Primi assertori del sensismo furono i cirenaici, specialmente Aristippo di Cirene. Il loro sensismo si configura meglio come un fenomenismo, perché – afferma Aristippo – unica realtà sono le sensazioni e dietro di esse non vi è alcun soggetto conoscibile. Non di soggetto si deve parlare, ma solo di coincidenza fra sensibile e sensazione. Tradotta in principio pratico, la sensazione è fonte del piacere immediato e di questo si deve godere senza affannarsi a cercare i piaceri futuri: utilitarismo dell'immediato in funzione del piacere, cioè edonismo. Al sensismo si uniformò nel sec. XVI anche B. Telesio, che eliminò dalla spiegazione del mondo fisico ogni residuo di trascendenza, indicando nei sensi il mezzo adatto per un'efficace indagine sulla natura in base a principi rigorosamente naturali. J. Locke, analizzando per via psicologica i contenuti della coscienza, li considerò derivati da due fonti: la riflessione (senso interno) e la sensazione (senso esterno). D. Hume distinse le impressioni dalle idee, entrambe stati di coscienza: mentre però le impressioni sono più forti, le idee sono più deboli.

E. de Condillac affermò invece che “unica fonte di conoscenza è il sentire”. In contrasto con R. Descartes egli affermò che pensiero ed estensione non sono frutto d'intuizione, ma idee derivate, come le altre, dalle nostre sensazioni: valgono perciò per il mondo sensibile; non più quindi sensazione e riflessione, come in Locke, ma un unico principio, la sensazione. In tal modo Condillac avanzava con passo deciso verso l'unificazione di tutti gli atti conoscitivi, andando incontro all'ideale unitario vagheggiato da I. Newton, con la stessa esigenza di sistematicità presente in altri sistemi filosofici, ma escludendo ogni apriorismo e ogni pretesa spiegazione incontrollata e sovraempirica per aderire a ipotesi formulate con assoluto rigorismo e sempre confortate dall'esperienza. A queste premesse sensistiche Condillac ancorò anche l'indagine sullo sviluppo della vita psichica. C. A. Helvétius riconobbe che l'impostazione empiristico-sensistica costituisce l'unico modo per spiegare in modo serio la vita psichica e la mise senz'altro a fondamento di una nuova visione del mondo morale. A ogni sensazione si accompagna, secondo Helvétius, una percezione di piacere e di dispiacere, di utile e di danno ed è appunto questa percezione che condiziona la nostra distinzione di un'azione in buona o cattiva. In ultima analisi è l'interesse (singolo o collettivo) che determina il giudizio morale.

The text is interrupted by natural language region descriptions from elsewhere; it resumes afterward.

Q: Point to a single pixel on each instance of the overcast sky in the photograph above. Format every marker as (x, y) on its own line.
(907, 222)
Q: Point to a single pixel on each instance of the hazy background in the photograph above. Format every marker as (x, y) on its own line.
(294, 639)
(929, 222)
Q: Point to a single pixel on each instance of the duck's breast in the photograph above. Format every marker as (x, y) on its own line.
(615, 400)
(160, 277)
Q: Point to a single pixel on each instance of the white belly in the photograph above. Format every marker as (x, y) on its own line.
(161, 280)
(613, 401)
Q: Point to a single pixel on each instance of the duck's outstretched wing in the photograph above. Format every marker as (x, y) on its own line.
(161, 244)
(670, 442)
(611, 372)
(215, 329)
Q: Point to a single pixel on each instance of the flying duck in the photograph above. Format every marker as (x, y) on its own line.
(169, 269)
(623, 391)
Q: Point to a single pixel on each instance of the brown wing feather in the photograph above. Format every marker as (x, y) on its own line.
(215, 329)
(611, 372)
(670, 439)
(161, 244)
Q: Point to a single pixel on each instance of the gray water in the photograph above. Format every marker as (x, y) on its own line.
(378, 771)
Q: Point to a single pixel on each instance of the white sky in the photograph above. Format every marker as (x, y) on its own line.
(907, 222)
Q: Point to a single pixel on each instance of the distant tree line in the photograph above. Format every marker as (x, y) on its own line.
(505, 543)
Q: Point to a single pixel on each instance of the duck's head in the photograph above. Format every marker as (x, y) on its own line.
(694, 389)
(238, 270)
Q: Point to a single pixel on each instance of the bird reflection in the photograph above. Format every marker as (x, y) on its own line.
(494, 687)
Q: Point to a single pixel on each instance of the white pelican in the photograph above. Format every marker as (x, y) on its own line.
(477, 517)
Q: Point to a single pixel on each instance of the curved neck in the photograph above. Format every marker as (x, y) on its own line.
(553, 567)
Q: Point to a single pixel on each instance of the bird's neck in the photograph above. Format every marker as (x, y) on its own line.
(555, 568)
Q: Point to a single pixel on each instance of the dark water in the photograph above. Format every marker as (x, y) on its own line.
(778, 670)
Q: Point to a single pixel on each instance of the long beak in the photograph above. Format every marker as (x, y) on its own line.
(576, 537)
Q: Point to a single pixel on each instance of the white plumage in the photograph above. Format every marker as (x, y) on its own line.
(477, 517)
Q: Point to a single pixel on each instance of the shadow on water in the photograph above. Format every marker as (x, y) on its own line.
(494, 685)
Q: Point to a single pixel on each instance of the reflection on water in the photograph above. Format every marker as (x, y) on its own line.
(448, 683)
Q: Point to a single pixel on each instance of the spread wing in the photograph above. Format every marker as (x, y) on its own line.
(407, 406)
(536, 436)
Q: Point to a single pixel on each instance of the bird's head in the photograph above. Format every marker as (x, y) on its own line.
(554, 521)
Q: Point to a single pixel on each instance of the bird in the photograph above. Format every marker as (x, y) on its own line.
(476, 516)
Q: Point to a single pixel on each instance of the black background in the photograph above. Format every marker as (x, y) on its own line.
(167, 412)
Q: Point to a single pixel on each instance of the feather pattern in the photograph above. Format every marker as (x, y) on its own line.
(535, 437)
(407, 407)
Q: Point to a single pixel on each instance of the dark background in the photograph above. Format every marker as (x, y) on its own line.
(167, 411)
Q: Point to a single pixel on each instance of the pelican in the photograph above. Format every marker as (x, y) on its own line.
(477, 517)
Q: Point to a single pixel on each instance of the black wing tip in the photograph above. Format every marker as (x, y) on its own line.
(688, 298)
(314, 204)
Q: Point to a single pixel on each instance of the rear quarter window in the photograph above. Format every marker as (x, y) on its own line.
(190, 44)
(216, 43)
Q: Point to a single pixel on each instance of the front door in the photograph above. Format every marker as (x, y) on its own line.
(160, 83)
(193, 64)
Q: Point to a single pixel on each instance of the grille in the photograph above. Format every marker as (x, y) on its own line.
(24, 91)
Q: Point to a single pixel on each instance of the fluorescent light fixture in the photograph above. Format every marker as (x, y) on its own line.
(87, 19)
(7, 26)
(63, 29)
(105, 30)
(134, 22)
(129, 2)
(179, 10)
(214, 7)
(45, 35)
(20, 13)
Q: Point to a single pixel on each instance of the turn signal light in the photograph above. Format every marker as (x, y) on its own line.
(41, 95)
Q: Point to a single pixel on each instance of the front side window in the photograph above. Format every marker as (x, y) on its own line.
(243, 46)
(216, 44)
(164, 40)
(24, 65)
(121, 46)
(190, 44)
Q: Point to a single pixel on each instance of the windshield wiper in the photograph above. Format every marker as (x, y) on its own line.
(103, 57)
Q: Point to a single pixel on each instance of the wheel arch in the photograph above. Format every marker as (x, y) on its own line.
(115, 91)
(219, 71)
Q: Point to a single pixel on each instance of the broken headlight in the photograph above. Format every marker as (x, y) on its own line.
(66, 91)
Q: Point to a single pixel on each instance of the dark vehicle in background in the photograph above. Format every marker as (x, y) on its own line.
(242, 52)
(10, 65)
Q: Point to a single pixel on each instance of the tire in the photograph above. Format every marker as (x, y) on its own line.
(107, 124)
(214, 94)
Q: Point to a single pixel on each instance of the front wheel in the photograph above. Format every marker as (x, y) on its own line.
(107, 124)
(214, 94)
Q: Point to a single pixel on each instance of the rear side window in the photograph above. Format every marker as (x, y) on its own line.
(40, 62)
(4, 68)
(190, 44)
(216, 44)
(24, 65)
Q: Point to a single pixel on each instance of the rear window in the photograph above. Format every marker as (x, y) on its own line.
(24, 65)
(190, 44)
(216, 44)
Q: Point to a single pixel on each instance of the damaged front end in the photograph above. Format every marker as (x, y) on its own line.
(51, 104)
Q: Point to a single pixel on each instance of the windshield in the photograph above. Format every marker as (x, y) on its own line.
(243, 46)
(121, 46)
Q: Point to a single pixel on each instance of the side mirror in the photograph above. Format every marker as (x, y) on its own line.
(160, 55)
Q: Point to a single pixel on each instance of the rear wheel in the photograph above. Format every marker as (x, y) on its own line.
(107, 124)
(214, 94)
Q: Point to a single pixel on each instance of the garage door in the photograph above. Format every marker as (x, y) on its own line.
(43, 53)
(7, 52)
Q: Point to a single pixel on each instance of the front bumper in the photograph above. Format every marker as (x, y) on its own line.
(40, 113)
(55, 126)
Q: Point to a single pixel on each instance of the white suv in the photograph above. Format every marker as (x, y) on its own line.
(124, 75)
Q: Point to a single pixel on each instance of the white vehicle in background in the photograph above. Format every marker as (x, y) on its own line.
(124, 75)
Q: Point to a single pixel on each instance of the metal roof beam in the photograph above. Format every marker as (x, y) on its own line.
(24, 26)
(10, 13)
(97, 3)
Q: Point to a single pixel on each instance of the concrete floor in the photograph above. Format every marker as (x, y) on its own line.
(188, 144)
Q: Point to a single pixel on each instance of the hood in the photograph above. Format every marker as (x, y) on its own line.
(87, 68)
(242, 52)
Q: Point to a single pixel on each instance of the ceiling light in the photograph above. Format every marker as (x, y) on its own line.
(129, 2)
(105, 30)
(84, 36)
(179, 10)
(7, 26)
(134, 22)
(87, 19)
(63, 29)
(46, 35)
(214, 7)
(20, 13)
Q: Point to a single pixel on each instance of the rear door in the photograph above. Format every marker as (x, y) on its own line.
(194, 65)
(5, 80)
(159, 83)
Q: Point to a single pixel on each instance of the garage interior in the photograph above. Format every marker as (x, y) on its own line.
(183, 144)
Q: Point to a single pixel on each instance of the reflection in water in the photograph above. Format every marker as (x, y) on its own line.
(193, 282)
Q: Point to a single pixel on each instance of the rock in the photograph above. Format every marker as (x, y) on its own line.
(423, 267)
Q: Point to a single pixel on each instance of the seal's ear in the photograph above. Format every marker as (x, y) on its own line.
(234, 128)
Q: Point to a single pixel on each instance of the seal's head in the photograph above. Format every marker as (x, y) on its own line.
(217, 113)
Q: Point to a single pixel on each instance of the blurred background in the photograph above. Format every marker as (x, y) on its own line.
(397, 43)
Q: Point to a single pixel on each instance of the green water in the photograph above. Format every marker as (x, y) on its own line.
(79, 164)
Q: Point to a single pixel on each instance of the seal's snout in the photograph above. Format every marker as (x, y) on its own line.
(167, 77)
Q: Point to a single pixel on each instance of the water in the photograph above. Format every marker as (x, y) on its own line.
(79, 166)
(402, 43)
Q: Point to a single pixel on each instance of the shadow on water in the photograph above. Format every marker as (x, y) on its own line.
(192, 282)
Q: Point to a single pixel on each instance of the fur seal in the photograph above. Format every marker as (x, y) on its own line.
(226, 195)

Il sensismo ebbe nel sec. XVIII altre manifestazioni nel materialismo di P. Holbach e di J. La Mettrie: per il primo la natura è “materia e movimento” e in essa l'uomo è soltanto “un essere fisico”; per il secondo fondamento di ogni azione umana è solo il piacere sensuale. Nella filosofia contemporanea affini al sensismo sono l'empiriocriticismo e il positivismo. Partendo dall'esperienza pura e cioè dalla sensazione come unica realtà l'empiriocriticismo definisce gli oggetti semplici aggregati di qualità sensibili e l'io l'insieme dei dati recepiti. Il positivismo ritiene che a risultati positivi si giunga solo attraverso la conoscenza dei fatti; di conseguenza la certezza proviene solo dall'osservazione, che è poi lo strumento di cui si avvalgono le scienze sperimentali. Per acquisire questa certezza l'uomo deve abbandonare ogni apriorismo, rinunciare all'assoluto e costruirsi un sistema di leggi e di relazioni che gli consentano di giungere a un'unica concezione della natura e della società, nel pieno rispetto dell'una e dell'altra.

Bibliografia

N. Abbagnano, Bernardino Telesio e la filosofia del Rinascimento, Milano, 1941; E. Cassirer, Storia della filosofia moderna. Il problema della conoscenza, Torino, 1952-56; A. Andrisano, Ricerche di critica della conoscenza, Firenze, 1990.